Cette adaptation française des sketches du dramaturge israélien Hanokh Levin satirise les imperfections de notre propre société et de nos propres défauts. Les personnages en sont des personnes médiocres, des « Messieurs tout le monde », lesquels doivent faire face aux petites difficultés de la vie de tous les jours. Surgissent les désillusions et les frustrations que tout homme rencontre dans les contradictions de la société et dans la complexité des rapports humains.
Pour l’interprétation française des cabarets d’Hanok Levin, la metteure en scène et scénographe Nalini Menamkat a choisi de mettre l’accent sur les thématiques les plus universelles et les plus adaptables à notre pays, en laissant de côté les dénonciations politiques qui caractérisent tout autant l’œuvre de l’écrivain israélien.
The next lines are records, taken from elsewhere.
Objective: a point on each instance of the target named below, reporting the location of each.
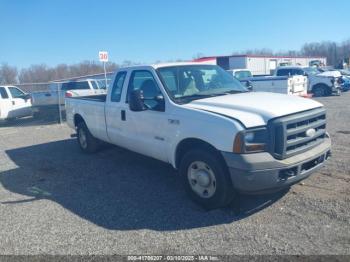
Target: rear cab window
(94, 85)
(118, 86)
(143, 80)
(3, 93)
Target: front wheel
(206, 179)
(87, 143)
(320, 91)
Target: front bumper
(261, 172)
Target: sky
(145, 31)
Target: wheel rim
(319, 92)
(201, 179)
(82, 138)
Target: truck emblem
(311, 132)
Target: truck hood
(254, 109)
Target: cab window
(3, 93)
(143, 80)
(15, 92)
(118, 87)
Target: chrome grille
(289, 134)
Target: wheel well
(191, 143)
(326, 87)
(78, 119)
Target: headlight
(250, 141)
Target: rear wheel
(87, 143)
(206, 179)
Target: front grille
(297, 133)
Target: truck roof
(160, 65)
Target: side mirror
(136, 102)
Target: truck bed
(96, 98)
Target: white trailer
(289, 85)
(261, 65)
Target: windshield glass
(311, 70)
(190, 82)
(242, 74)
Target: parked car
(289, 85)
(319, 85)
(50, 101)
(202, 121)
(14, 103)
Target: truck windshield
(190, 82)
(243, 74)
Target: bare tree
(8, 74)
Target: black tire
(320, 90)
(224, 191)
(91, 144)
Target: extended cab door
(115, 111)
(145, 131)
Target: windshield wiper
(186, 99)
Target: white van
(14, 103)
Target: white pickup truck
(14, 103)
(48, 101)
(202, 121)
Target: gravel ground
(56, 200)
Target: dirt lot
(56, 200)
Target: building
(260, 64)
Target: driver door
(146, 130)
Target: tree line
(336, 54)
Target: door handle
(123, 116)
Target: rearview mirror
(249, 85)
(136, 102)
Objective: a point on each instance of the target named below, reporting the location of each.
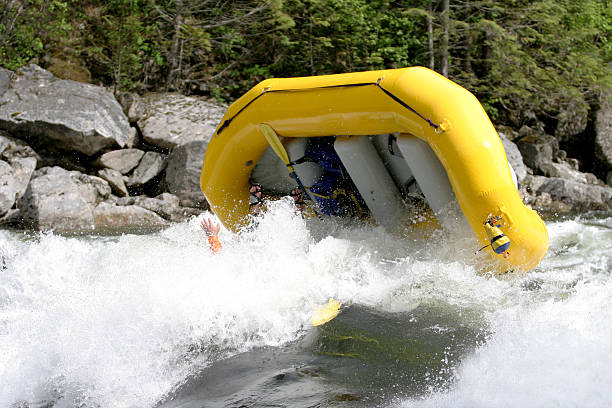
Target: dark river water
(158, 321)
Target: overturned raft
(415, 104)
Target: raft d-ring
(442, 127)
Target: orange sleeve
(215, 244)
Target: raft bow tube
(412, 102)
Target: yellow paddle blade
(326, 313)
(274, 141)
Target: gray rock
(131, 217)
(515, 158)
(577, 196)
(12, 217)
(132, 106)
(170, 120)
(94, 189)
(23, 168)
(7, 187)
(22, 159)
(183, 173)
(572, 119)
(115, 180)
(537, 150)
(55, 200)
(132, 138)
(11, 148)
(65, 114)
(603, 134)
(123, 160)
(150, 166)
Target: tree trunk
(445, 35)
(173, 58)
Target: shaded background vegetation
(528, 61)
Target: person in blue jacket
(334, 192)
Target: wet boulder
(183, 173)
(7, 188)
(151, 165)
(123, 160)
(537, 150)
(571, 119)
(115, 180)
(65, 114)
(130, 217)
(577, 196)
(5, 80)
(21, 158)
(603, 137)
(163, 206)
(170, 120)
(56, 199)
(514, 158)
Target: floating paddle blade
(326, 313)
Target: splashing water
(122, 321)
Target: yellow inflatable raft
(426, 114)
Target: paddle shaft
(293, 174)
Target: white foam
(551, 346)
(119, 321)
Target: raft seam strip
(264, 91)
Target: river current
(157, 320)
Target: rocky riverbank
(73, 157)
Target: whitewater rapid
(121, 321)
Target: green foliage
(517, 56)
(25, 28)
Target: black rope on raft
(264, 91)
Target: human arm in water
(212, 231)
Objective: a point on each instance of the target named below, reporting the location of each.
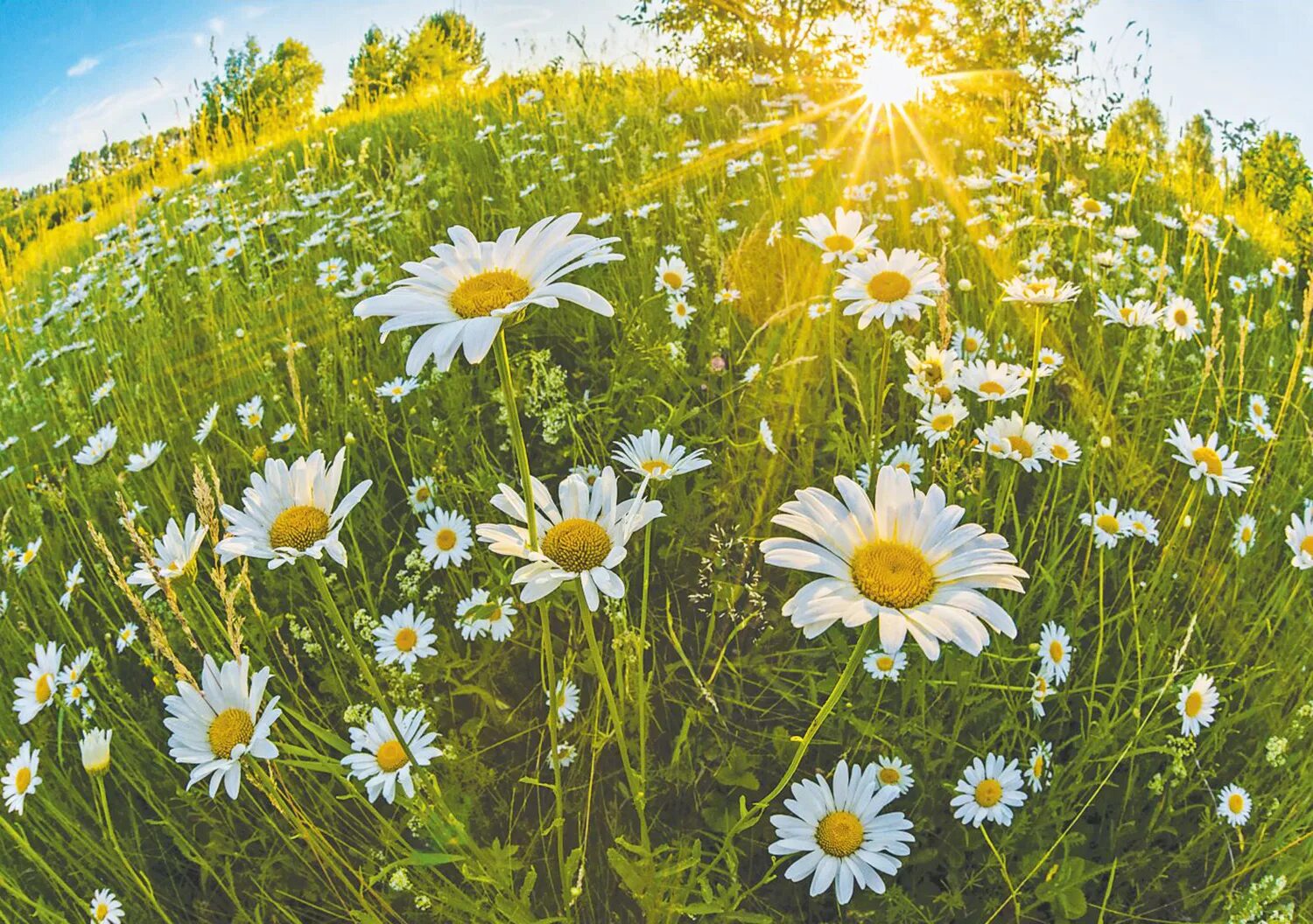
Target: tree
(1137, 130)
(1274, 170)
(376, 68)
(1195, 149)
(443, 47)
(756, 36)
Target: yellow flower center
(391, 756)
(1021, 446)
(488, 291)
(839, 834)
(987, 793)
(888, 286)
(1210, 459)
(406, 640)
(893, 574)
(298, 528)
(577, 543)
(228, 729)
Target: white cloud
(81, 67)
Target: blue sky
(73, 73)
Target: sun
(888, 80)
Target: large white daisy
(289, 512)
(215, 726)
(903, 559)
(583, 538)
(842, 832)
(889, 288)
(467, 288)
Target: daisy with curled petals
(469, 288)
(289, 512)
(383, 752)
(37, 690)
(444, 538)
(215, 726)
(20, 777)
(842, 239)
(1216, 465)
(889, 288)
(842, 831)
(1055, 653)
(583, 538)
(994, 381)
(175, 556)
(1234, 805)
(905, 559)
(1039, 291)
(404, 638)
(1299, 537)
(1042, 766)
(650, 457)
(989, 792)
(105, 908)
(1197, 705)
(885, 666)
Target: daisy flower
(903, 559)
(175, 556)
(583, 538)
(895, 774)
(889, 288)
(444, 538)
(565, 701)
(842, 832)
(653, 458)
(989, 792)
(146, 458)
(1244, 538)
(1299, 537)
(884, 664)
(404, 638)
(20, 777)
(467, 288)
(1055, 653)
(1197, 705)
(1216, 465)
(1234, 805)
(289, 512)
(383, 756)
(674, 277)
(1108, 525)
(842, 239)
(105, 908)
(221, 724)
(1042, 766)
(37, 690)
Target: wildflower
(289, 512)
(903, 559)
(842, 831)
(221, 724)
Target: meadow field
(964, 578)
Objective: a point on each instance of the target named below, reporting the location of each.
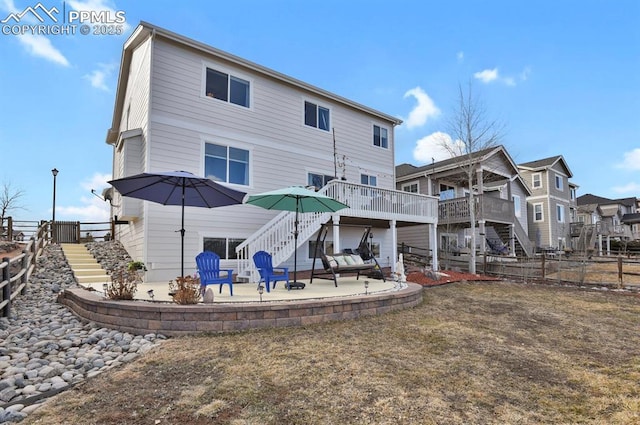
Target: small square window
(380, 137)
(316, 116)
(227, 88)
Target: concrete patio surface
(248, 292)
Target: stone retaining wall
(140, 317)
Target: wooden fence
(607, 271)
(58, 231)
(15, 272)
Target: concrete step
(85, 268)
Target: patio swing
(329, 266)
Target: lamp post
(53, 219)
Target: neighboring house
(600, 218)
(500, 197)
(551, 207)
(183, 105)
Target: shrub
(124, 284)
(185, 290)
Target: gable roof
(145, 30)
(405, 172)
(593, 199)
(546, 163)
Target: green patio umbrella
(300, 200)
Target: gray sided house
(551, 207)
(601, 219)
(183, 105)
(500, 203)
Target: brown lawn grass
(472, 353)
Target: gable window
(226, 164)
(537, 212)
(227, 88)
(516, 205)
(326, 247)
(316, 116)
(318, 180)
(447, 192)
(368, 180)
(380, 137)
(537, 180)
(224, 247)
(560, 213)
(410, 187)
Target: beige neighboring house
(601, 219)
(500, 197)
(184, 105)
(551, 207)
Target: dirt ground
(471, 353)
L’un des sujets communs à toutes les scaynètes retenues pour ce spectacle est le solipsisme dans lequel chacun de nous est irrémédiablement enfermé. En effet, les dialogues entre les comédiens jouent beaucoup sur les quiproquos et sur les malentendus, comme pour montrer à quel point les hommes ont souvent du mal à communiquer et à se comprendre entre eux. Apparaît aussi souvent la difficulté pour les hommes d’exprimer et de réaliser leurs propres désirs à cause des contraintes de la société et de ses mœurs. Mais la force de l’écriture d’Hanokh Levin est justement de savoir dévoiler les petites vérités cachées en chacun de nous.
Laissez-vous séduire par l’atmosphère magique du cabaret d’autrefois, dans ce spectacle qui parle de nous tous.